The thing is to get specific. It might sound awesome to rank for “shirts,” but how useful would it be if your company only makes novelty Hawaiian shirts? Most people who google “shirts” wouldn’t have any interest in your product, so you would have wasted a ton of time and money building up your results – just to be seen by millions of uninterested searchers. So get specific. “Novelty shirts” would be great. “Novelty Hawaiian shirts” would be, too. “Novelty Hawaiian shirts with pictures of Elvis size m” would be fantastic. Those are people with a clear goal and who you can reasonably suspect of being close to purchasing.

These are called long-tail keywords, and you want to own the crap out of them. They’re impossible to predict, but by keeping your webpages tightly focused and informative, Google can absolutely send them your way. You’ll want to work variations of major keyword themes into your copy and metadata as much as you can without sounding like a monster robot from the future here to destroy us all. “NOVELTY HAWAIIAN SHIRTS,” it bellows as it decimates Cincinatti. “MEDIUM SIZE NOVELTY HAWAIIAN SHIRTS ON SALE.”

How to Find Keywords: Computers!

Once you’ve got your initial list of keywords, it’s time to put the pad and pencil down and rejoin the twenty-first century by gluing yourself to a glowing LCD monitor that’s shoving information into your face.

Take your keyword ideas and check out Google’s Adwords Keyword Planner. It’s really built to help people with Adwords accounts bid on keywords they want to show up for. But what that means is that it tells you how much volume a search term is getting and how hard it is to rank for. And it offers you related search terms, so you can find relevant terms you didn’t think of that offer better search traffic. In other words, as in all things, Google Adwords Keyword Planner improves upon our pitiful human brains by offering up a comprehensive well of data at the drop of a hat.

You want to look primarily at monthly searches and difficulty. You want search terms that offer high monthly searches and low competition, but be warned: those stats can be misleading. You also need to determine (again, using your pitiful human brain like a chump) whether a search term is actually a useful search term at all. That means thinking through (uuugh) the relative commercial applicability of the term. Are people googling that search term anywhere on the buyer’s journey? Is it too vague to return meaningful leads?

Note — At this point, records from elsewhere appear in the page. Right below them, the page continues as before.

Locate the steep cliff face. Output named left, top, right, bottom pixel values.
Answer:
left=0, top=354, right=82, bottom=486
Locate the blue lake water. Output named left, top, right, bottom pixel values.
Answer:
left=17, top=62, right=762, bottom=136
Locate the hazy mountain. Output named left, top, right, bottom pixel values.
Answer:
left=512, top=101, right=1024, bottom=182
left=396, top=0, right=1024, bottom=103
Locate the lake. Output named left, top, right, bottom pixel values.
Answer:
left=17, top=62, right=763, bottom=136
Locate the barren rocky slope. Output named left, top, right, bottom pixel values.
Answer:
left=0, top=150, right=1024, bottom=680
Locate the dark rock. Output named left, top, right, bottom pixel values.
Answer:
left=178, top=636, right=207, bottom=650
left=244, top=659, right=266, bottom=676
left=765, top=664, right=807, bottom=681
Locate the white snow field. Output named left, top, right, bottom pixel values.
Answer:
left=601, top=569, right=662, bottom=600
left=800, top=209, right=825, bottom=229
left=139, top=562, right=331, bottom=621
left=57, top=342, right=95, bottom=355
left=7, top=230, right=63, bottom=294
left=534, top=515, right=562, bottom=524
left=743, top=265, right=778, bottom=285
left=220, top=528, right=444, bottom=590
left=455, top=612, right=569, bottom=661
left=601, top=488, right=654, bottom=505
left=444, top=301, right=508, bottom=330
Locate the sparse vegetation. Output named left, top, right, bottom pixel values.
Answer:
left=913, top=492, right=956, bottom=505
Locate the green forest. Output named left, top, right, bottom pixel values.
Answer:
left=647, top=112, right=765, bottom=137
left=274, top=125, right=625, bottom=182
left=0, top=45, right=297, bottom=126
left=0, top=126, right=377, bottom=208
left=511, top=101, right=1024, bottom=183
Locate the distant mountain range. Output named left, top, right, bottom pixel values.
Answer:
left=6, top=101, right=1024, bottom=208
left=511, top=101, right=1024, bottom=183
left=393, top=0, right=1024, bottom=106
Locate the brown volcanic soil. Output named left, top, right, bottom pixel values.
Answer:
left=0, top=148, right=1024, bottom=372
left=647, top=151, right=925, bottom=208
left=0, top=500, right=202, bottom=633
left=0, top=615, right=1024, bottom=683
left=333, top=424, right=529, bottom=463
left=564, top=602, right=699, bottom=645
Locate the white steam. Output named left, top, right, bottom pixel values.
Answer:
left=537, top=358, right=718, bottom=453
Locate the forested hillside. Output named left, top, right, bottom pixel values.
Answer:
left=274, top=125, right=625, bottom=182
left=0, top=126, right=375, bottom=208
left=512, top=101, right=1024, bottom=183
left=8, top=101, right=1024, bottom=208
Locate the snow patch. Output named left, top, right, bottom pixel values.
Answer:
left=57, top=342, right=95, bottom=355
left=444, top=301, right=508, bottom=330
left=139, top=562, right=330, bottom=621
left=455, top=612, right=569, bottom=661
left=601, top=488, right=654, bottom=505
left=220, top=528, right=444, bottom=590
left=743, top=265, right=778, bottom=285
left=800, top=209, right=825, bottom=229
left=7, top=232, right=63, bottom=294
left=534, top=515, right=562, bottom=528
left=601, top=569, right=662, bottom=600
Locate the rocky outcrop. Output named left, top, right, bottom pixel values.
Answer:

Piggybacking off the point about long-tail search terms above, you don’t necessarily want to waste a lot of time and energy ranking for high-volume, low competition search terms if they’re far too broad to do you any good.

So yeah. Go through and filter your whole brainstorm list through this process. You’ll find a bunch of your terms probably kind of suck, and that’s okay! You’ll find new, better terms that can net you positive results. After that, it’s just a matter of putting your keyword strategy to work, which means overhauling your website. Or heck, it might just mean blogging a lot more.

Yeah, it can be a lot of work.

But trust me.

If you want higher organic traffic and more-qualified leads who are already on their way down the sales funnel, it’s absolutely 100% worth it.